Schalke hat noch heute die Erblast abzuarbeiten, die eigentlich von Magath herrührt.

30.09.2012
21:15
VfL Wolfsburg und Quälix
von schwarzgelbesMaskottchen | #3

Magath hatte als "Trainer" wirklich eine gute Phase, und die war (mit den "jungen" Wilden wie Kevin Kuranyi, Timo Hildebrand ect) beim VfB Stuttgart.
Beim FC Bayern München konnte er aus dem Vollen schöpfen, ebenso beim VfL Wolfsburg, wo er zig Millionen als Trainer- und Sportdirektor in Personalunion investieren durfte.Dieses "Muster" ist bis heute so geblieben. Aufwand und Ertrag stehen schon lange nicht mehr in einem gesunden Verhältnis.
Von den anvisierten Europapokalplätzen ist Wolfsburg weit entfernt.
Power-Shopper Magath ist im Grunde der am meisten überschätzte Trainer, da er die meisten Spieler nicht weiterentwickelt, sondern nur als Rangiermasse sieht.
Mit Wolfsburg auf Platz 16 stehend, ist nun wieder der „Feuerwehrmann“ Magath gefragt. Diese "Rolle" beherrscht er sehr gut, da er früher überwiegend Mannschaften im Abstiegskampf betreut hat.

30.09.2012
21:05
Magath
von Hufschmied | #2

Wenn mir irgendeine Bundesligamannschaft völlig schnuppe ist, dann die aus Wolfsburg, aber richtig freuen kann ich mich immer wieder, wenn Herr Magath einen vor den Sack bekommt!

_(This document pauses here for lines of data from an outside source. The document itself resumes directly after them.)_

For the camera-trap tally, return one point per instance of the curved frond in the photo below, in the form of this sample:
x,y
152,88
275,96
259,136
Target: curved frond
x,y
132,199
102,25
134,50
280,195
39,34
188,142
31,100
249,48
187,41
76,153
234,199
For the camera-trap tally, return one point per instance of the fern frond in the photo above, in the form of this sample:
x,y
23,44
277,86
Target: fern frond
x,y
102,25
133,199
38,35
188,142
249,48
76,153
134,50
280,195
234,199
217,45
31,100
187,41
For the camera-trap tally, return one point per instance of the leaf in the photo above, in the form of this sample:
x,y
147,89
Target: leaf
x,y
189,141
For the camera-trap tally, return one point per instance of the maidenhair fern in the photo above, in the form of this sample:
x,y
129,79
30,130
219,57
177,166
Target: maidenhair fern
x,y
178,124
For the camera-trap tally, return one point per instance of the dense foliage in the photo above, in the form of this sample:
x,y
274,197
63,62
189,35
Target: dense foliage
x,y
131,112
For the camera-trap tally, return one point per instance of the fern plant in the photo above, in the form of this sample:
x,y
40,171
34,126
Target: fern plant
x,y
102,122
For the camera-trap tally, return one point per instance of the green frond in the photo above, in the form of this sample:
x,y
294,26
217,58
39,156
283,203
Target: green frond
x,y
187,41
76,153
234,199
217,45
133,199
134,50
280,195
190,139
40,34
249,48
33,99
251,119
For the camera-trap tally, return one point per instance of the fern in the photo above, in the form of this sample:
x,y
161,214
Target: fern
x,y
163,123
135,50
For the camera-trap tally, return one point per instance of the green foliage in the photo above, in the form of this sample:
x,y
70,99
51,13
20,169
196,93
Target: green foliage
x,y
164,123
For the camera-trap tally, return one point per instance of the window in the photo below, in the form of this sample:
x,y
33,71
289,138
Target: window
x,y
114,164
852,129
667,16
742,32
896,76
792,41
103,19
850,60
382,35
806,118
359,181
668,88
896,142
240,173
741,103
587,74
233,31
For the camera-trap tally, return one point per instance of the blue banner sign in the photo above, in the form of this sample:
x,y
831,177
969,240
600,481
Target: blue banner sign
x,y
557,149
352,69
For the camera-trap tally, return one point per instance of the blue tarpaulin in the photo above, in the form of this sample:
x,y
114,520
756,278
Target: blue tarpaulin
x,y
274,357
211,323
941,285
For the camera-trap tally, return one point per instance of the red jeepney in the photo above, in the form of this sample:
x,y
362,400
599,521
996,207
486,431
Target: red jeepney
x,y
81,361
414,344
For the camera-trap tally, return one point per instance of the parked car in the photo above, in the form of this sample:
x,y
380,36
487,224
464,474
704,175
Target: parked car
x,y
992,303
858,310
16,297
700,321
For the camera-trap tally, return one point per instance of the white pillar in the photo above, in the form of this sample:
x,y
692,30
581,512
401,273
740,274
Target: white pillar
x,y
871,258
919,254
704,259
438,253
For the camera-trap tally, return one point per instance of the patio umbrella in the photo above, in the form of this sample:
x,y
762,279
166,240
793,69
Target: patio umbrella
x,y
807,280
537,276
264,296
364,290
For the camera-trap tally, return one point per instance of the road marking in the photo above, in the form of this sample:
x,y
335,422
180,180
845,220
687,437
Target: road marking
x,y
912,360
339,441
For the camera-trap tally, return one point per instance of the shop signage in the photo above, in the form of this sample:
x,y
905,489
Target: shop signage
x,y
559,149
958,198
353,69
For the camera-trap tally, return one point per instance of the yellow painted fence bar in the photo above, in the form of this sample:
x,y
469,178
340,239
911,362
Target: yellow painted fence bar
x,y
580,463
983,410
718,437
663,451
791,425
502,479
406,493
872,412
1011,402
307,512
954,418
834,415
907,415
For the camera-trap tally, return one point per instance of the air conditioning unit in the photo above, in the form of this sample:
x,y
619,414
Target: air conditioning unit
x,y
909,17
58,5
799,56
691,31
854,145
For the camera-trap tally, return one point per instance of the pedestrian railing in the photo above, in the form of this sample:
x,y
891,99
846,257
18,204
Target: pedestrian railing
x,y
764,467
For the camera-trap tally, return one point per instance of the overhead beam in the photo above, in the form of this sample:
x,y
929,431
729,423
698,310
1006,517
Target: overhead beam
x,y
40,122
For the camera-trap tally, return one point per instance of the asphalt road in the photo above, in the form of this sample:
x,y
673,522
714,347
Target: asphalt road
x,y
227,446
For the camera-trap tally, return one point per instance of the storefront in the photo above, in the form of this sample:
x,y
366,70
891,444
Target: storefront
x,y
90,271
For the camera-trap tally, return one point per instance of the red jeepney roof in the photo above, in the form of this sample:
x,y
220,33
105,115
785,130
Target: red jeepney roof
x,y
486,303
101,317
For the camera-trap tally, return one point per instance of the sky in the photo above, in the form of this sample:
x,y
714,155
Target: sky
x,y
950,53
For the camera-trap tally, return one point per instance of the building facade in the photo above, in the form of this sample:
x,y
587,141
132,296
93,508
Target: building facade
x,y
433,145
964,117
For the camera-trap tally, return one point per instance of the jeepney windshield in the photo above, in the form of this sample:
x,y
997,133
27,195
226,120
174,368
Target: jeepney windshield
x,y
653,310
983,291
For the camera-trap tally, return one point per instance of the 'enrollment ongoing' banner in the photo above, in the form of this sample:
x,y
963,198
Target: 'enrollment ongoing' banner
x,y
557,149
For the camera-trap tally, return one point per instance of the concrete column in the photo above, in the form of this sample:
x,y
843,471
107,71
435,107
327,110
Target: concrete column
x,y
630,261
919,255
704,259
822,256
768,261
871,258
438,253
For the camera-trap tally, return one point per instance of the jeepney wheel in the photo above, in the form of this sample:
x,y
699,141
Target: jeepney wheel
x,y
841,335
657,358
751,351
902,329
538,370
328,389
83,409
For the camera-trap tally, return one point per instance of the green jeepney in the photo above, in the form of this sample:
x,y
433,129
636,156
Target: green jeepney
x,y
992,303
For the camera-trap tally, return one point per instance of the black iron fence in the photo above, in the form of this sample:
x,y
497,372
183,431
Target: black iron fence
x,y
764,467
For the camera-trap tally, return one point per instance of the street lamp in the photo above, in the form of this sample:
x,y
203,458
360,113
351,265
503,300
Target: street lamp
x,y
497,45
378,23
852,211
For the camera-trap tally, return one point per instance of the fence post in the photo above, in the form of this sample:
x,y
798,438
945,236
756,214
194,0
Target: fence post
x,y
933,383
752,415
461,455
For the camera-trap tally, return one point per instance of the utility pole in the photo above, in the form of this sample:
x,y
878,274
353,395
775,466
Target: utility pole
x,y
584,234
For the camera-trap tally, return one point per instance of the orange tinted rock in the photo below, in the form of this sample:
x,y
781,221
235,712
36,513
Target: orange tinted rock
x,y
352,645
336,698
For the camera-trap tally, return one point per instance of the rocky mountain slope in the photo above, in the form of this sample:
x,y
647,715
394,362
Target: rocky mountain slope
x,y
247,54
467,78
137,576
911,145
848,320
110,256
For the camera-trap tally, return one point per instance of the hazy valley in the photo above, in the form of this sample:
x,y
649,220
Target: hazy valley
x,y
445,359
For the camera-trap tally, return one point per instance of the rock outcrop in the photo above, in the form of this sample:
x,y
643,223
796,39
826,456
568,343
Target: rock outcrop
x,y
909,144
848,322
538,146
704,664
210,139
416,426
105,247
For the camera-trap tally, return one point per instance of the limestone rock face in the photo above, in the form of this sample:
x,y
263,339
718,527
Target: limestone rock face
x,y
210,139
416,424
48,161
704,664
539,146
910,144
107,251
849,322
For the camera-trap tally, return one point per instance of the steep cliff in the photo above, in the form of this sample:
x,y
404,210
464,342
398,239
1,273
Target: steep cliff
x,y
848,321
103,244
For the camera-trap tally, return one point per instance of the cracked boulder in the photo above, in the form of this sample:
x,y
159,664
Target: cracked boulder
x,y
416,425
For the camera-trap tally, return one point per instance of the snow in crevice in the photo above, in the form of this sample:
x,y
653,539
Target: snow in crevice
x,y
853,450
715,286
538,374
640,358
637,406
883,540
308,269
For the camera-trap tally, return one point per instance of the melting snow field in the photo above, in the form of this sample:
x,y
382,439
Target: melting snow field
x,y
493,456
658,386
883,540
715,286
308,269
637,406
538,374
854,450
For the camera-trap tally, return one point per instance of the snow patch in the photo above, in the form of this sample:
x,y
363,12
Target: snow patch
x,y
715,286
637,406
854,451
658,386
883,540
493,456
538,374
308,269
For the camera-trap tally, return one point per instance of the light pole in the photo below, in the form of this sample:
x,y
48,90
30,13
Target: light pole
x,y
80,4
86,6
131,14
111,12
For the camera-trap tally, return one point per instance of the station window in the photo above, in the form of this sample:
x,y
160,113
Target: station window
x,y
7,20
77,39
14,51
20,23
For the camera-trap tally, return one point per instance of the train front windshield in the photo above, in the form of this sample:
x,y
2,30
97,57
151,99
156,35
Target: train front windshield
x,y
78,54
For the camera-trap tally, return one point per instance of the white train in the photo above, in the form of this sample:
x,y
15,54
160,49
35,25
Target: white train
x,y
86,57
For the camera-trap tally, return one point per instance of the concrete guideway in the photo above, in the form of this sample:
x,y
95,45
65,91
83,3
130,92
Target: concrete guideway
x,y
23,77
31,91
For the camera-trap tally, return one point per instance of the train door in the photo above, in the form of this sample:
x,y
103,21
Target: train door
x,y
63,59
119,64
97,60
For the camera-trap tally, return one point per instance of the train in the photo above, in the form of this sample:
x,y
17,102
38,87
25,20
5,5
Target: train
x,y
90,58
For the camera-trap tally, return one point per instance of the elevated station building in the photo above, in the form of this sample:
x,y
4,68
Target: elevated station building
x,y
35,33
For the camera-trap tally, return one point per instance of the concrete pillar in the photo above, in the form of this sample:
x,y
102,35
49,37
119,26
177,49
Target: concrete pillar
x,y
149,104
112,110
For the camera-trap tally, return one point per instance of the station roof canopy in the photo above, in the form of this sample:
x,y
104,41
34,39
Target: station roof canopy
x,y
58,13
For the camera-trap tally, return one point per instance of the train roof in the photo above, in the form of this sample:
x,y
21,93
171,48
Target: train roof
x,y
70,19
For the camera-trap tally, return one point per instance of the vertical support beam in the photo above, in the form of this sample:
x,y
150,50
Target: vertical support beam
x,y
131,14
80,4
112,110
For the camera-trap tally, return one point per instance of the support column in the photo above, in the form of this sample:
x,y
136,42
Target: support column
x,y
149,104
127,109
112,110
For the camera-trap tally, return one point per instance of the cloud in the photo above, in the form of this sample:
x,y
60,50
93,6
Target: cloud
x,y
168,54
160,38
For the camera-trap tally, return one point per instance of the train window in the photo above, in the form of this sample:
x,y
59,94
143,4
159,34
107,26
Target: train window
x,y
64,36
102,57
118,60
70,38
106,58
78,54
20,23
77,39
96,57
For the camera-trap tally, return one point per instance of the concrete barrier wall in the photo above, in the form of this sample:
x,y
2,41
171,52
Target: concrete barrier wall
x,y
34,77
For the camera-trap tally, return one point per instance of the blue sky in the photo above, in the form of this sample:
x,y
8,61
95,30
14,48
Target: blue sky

Dieser selbstherrliche, arrogante Trainer kann gar nicht oft genug verlieren. Die Gutsherrenmanier, die er an den Tag legt, jeden Tag, die ist unerträglich.

Vermutlich ist er im Geheimauftrag des FC Bayern München ausgesandt worden, den einen oder anderen BuLi-Verein zu ruinieren. Schalke hat also noch Glück gehabt...

30.09.2012
20:19
Mainz stürzt den VfL Wolfsburg tiefer in die Krise
von ayersrock | #1

Wie naiv und lächerlich müssen Vorstand und Geldgeber offensichtlich sein, um diesem Quälix endlos Millionen für völlig unproduktive Einkäufe nachzuschmeissen ? Dieser Trainer ist nicht in der Lage, die von ihm gekauften Spieler richtig einzuschätzen. Denn es reicht nicht, mehr oder weniger "Weltklasse" zu kaufen, wenn sie - wie in Wolfsburg - garnicht zur Mannschaft passen und von Quälix weder richtig beurteilt noch richtig auf die Mannschaft eingestellt zu werden. Aber im Dezember zeigt der Supertrainer erneut seine Fähigkeiten, Millionen aus dem Fenster zu schmeissen.